Archaeologists suggest that they have found evidence of a series of religious structures and buildings that date back to the Iron Age at Navan Fort, near County Armagh.

A team of researchers from Queen’s University Belfast (QUB), the University of Aberdeen and the German Archaeological Institute in Frankfurt discovered evidence of a vast Iron Age temple complex, the ceremonial centre of prehistoric Europe, as well as evidence for residences of early kings of Ulster from the medieval period.

The discovery was made beside Navan Fort’s visitor centre, which is associated with Irish folklore figures such as Cúchulainn, Conchobar Mac Nessa and Deirdre of the Sorrows and her warrior lover Naoise.

Lead researcher Dr. Patrick Gleeson, an archaeology lecturer at Queen's University said: "Excavation in the 1960s uncovered one of the most spectacular series of buildings of any region of prehistoric Europe, including a series of figure-of-eight buildings of the early Iron Age and a 40m timber-ringed structure constructed (around) 95 BC.

"Upon the latter’s construction, it was immediately filled with stones and burnt to the ground in order to create a massive mound that now dominates the site. Our discoveries add significant additional data, hinting that the buildings uncovered in the 1960s were not domestic structures lived in by kings, but a series of massive temples, some of the largest and most complex ritual arena of any region of later prehistoric and pre-Roman Northern Europe."

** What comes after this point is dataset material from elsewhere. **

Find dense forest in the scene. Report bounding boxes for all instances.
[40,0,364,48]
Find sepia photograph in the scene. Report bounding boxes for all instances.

The team used magnetic gradiometry and an electrical resistance survey to locate potential structures at the site.

Gleeson explained that both processes measure "the magnetic properties of the soil" and "the way in which the soil conducts electrical resistance". 

"That allows us to map the buried archaeology for which there is no above ground trace and to be very precise about the nature and interrelationships of those monuments," he said.

Dr John O’Keeffe, a principal inspector of historic monuments in Northern Ireland's Department for Communities, said: "The work has shone new light on the monument, and will inform further research as we explore what Navan Fort meant to our forebears and how they used the site, for years to come.

"It provides additional insights that inform visits to this enigmatic monument and landscape today."

The study was published in the Oxford Journal of Archaeology.